Hintergrund ist, dass ich ein interessantes Jobangebot erhalten habe wo soweit alles passt, sofern ich bis in etwa 4 Wochen ausreichend Kenntnisse in JEE vorweisen kann. Was als ausreichend betrachtet wird, werde ich wohl erst im Vor-Ort Gespräch erfahren. Es handelt sich jedenfalls nicht um eine Senior Stelle, so dass ich zumindest versuchen will, ob es machbar ist, diese ausreichenden Kenntnisse für JEE in 4 Wochen zu erwerben. Da ich mich durch etwas unvorhergesehene Ereignisse in widrigen Umstände befinde, ist es mir im Übrigen auch sehr wichtig DAS es machbar ist. Wenn ihr meint es ist unmöglich innerhalb von vier Wochen halbwegs produktiv zu sein, dann wäre das allerdings auch ein hilfreiches Statement .

Bücher, Tutorials und Onlinetexte lesen ist nicht das Problem, aber ob Sie gut sind weiß man ja leider immer erst hinterher. Deswegen meine Frage an alle Leute im Hinterher. Mit all eurer Erfahrung, wenn ihr nochmal neu einsteigen müsstet, wie würdet ihr anfangen? Mehr kann ich dazu leider nicht sagen, da ich ja noch nicht weis was mich im Detail erwartet...

Viele Grüße
Bergtroll

P.S. Vielen Dank für die bisherigen Beiträge, allerdings würde mich interessieren, was mit GMans Empfehlung nicht in Ordnung ist?


----------



## bronks (8. Sep 2010)

Bergtroll hat gesagt.:


> ... JEE in 4 Wochen ...


Ich denke nicht, daß das für Dich ein großes Problem darstellen wird. 



Bergtroll hat gesagt.:


> ... P.S. Vielen Dank für die bisherigen Beiträge, allerdings würde mich interessieren, was mit GMans Empfehlung nicht in Ordnung ist?

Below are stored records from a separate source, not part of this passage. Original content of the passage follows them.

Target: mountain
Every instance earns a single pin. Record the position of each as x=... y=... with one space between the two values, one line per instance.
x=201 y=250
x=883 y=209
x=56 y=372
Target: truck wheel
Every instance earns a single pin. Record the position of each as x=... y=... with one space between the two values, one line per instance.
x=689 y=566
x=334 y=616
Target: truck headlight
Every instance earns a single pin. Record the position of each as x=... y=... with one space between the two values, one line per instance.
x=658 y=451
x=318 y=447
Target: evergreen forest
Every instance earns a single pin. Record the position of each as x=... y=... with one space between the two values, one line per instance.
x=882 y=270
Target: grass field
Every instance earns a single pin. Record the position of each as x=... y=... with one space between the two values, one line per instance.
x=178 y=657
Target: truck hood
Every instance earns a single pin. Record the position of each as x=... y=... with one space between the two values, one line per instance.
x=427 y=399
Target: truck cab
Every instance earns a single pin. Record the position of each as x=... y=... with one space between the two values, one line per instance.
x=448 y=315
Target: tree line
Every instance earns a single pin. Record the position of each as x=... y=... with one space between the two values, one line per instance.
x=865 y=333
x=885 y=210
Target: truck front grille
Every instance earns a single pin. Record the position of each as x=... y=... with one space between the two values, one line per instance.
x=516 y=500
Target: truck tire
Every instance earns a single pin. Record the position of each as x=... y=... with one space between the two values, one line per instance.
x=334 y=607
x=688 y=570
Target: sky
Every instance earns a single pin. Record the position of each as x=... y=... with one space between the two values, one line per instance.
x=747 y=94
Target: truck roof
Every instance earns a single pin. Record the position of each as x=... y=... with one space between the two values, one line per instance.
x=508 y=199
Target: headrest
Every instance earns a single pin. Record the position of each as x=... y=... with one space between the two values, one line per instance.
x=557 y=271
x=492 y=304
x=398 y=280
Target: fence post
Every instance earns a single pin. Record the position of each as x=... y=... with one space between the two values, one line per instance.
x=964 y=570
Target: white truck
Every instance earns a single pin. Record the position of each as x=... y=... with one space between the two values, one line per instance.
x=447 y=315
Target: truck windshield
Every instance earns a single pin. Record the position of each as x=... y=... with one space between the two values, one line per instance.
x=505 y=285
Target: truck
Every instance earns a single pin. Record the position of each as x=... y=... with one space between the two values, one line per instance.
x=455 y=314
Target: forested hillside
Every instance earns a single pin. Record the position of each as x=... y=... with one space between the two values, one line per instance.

In dem Buch geht es EE6, was in Produktion niemand einsetzt, da zu neu und entsprechend abenteuerlich. In EE5 werden einige Sachen viel umständlicher gemacht. Es ist m.E. schwieriger und deutlich verwirrender, wenn man sich erst EE6 reinzieht und dann EE5 verwenden muß, als umgekehrt.


----------



## homer65 (8. Sep 2010)

Also, wenn du ehrlich bist, dann hast du jetzt gar keine Ahnung von JEE.
Und in vier Wochen wirst du immer noch keine Ahnung haben.
Diesen Standpunkt kannst du durchaus im Vorstellungsgespräch vertreten.
Trotzdem Kopf hoch. Es ist schließlich so, das Arbeitgeber überhaupt nicht verlangen, das ein Bewerber alle gewünschten Qualifikationen hatt.
Das sie dich eingeladen haben zeigt ja schon, das sie ein gewisses Interesse an dir haben, obwohl du keine Ahnung von JEE hast.
Du solltest dir das nicht kaputtmachen, indem du irgentwelche Kenntnisse erfindest, von denen sich im Gespräch herausstellst, das du sie gar nicht hast.
Du kannst doch einfach sagen, das du eben bisher noch nichts mit JEE zu tun hattest, aber das du wissbegierig bist und gerne etwas Neues lernen möchtest.


----------



## bronks (8. Sep 2010)

homer65 hat gesagt.:


> Also, wenn du ehrlich bist, dann hast du jetzt gar keine Ahnung von JEE.
> Und in vier Wochen wirst du immer noch keine Ahnung haben.
> Diesen Standpunkt kannst du durchaus im Vorstellungsgespräch vertreten ...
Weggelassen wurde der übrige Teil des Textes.